🤖 AI Summary
Traditional Rips and Alpha complexes suffer from limited topological approximation accuracy on manifolds and bottleneck structures. To address this, we propose a geometrically aware Rips-type ellipsoid complex, which replaces isotropic Euclidean balls with direction-adaptive ellipsoids constructed via local PCA-based tangent space estimation. This yields a filtration better aligned with the intrinsic geometry of the data. We formally define the ellipsoid complex and its persistent homology barcode—the first such formulation—demonstrating significantly extended persistence intervals for true topological features. Experiments show that, on sparse point clouds, our method achieves higher accuracy in homology estimation and improved classification performance compared to standard Rips complexes. The resulting barcodes exhibit enhanced discriminability, particularly under low sampling rates and in complex geometric settings.
📝 Abstract
Persistent homology is one of the most popular methods in Topological Data Analysis. An initial step in any analysis with persistent homology involves constructing a nested sequence of simplicial complexes, called a filtration, from a point cloud. There is an abundance of different complexes to choose from, with Rips, Alpha, and witness complexes being popular choices. In this manuscript, we build a different type of a geometrically-informed simplicial complex, called an ellipsoid complex. This complex is based on the idea that ellipsoids aligned with tangent directions better approximate the data compared to conventional (Euclidean) balls centered at sample points that are used in the construction of Rips and Alpha complexes, for instance. We use Principal Component Analysis to estimate tangent spaces directly from samples and present algorithms as well as an implementation for computing ellipsoid barcodes, i.e., topological descriptors based on ellipsoid complexes.
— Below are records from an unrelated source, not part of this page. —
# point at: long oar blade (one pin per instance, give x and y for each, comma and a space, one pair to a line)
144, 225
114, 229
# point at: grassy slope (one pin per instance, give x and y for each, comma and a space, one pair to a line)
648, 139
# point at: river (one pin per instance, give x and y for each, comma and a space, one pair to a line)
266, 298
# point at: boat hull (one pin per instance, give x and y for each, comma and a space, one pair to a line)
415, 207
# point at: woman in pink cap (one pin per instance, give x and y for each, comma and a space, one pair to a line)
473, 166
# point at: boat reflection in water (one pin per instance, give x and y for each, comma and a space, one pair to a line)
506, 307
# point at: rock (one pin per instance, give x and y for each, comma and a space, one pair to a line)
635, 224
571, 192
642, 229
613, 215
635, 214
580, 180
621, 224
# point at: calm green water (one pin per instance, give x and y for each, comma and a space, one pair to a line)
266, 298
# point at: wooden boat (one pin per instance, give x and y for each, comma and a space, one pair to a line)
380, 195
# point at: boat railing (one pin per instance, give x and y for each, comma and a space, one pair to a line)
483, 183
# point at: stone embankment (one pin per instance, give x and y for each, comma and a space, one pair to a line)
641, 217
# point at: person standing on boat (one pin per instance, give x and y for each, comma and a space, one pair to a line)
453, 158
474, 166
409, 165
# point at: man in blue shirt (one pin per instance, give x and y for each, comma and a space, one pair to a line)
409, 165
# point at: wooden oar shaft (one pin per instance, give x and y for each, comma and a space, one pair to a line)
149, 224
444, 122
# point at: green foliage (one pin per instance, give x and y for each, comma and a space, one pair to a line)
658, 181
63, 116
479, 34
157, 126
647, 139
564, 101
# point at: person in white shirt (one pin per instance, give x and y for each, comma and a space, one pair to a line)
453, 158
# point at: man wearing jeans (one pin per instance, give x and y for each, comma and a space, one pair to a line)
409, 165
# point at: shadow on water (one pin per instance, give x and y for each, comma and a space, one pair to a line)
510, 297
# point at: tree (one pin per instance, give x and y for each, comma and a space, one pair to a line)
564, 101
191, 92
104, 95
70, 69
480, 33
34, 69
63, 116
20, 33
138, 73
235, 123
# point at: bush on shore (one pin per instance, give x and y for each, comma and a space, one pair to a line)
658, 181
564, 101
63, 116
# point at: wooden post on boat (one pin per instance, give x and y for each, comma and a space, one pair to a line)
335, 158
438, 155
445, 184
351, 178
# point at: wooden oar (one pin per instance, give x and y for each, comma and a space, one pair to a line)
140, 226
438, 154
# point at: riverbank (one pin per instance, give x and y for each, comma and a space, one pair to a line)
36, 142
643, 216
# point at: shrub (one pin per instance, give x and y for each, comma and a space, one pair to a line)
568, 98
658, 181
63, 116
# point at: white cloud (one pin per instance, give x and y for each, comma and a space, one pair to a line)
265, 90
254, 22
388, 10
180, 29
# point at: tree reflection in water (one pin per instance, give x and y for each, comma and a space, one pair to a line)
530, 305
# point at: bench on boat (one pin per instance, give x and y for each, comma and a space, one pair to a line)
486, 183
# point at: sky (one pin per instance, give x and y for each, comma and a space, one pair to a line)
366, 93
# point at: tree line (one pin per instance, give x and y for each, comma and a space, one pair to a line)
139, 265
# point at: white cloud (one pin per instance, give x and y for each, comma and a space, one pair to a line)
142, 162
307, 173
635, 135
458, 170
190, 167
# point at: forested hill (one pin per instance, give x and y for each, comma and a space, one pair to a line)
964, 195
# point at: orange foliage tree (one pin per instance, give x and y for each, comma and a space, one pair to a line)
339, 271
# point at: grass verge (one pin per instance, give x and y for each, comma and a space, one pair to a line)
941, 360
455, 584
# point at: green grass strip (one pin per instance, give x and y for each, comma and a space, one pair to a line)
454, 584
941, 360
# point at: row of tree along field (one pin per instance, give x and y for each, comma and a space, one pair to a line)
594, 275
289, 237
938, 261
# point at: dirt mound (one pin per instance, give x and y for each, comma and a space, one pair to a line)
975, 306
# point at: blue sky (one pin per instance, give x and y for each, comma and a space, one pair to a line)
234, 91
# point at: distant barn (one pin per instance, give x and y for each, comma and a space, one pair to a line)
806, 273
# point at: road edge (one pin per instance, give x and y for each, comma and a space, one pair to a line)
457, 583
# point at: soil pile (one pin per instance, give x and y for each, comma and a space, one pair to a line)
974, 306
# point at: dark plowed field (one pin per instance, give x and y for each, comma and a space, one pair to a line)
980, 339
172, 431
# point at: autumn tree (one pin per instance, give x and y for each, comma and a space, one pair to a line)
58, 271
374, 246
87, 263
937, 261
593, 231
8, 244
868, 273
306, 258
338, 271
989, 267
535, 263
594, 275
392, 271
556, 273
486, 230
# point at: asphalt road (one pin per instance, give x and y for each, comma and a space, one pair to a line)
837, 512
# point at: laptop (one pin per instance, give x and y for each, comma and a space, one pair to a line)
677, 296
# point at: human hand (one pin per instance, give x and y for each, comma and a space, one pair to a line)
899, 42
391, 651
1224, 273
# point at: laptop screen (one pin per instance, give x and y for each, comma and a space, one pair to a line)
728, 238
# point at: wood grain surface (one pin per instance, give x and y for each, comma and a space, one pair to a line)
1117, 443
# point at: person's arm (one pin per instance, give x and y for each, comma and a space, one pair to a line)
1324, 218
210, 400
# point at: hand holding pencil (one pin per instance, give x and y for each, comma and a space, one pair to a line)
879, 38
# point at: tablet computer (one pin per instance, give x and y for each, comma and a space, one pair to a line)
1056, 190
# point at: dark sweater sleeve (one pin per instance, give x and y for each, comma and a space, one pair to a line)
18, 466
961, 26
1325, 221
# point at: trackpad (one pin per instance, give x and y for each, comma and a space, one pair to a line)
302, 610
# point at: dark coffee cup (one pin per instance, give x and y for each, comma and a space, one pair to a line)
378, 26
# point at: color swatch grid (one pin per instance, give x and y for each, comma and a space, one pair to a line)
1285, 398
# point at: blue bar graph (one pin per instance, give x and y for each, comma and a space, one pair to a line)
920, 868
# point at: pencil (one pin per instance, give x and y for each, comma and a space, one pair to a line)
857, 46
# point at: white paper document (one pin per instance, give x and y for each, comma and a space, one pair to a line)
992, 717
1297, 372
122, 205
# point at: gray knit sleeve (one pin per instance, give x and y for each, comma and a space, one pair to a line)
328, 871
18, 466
Furthermore, we conduct extensive experiments and compare ellipsoid barcodes with standard Rips barcodes. Our findings indicate that ellipsoid complexes are particularly effective for estimating homology of manifolds and spaces with bottlenecks from samples. In particular, the persistence intervals corresponding to a ground-truth topological feature are longer compared to the intervals obtained when using the Rips complex of the data. Furthermore, ellipsoid barcodes lead to better classification results in sparsely-sampled point clouds. Finally, we demonstrate that ellipsoid barcodes outperform Rips barcodes in classification tasks.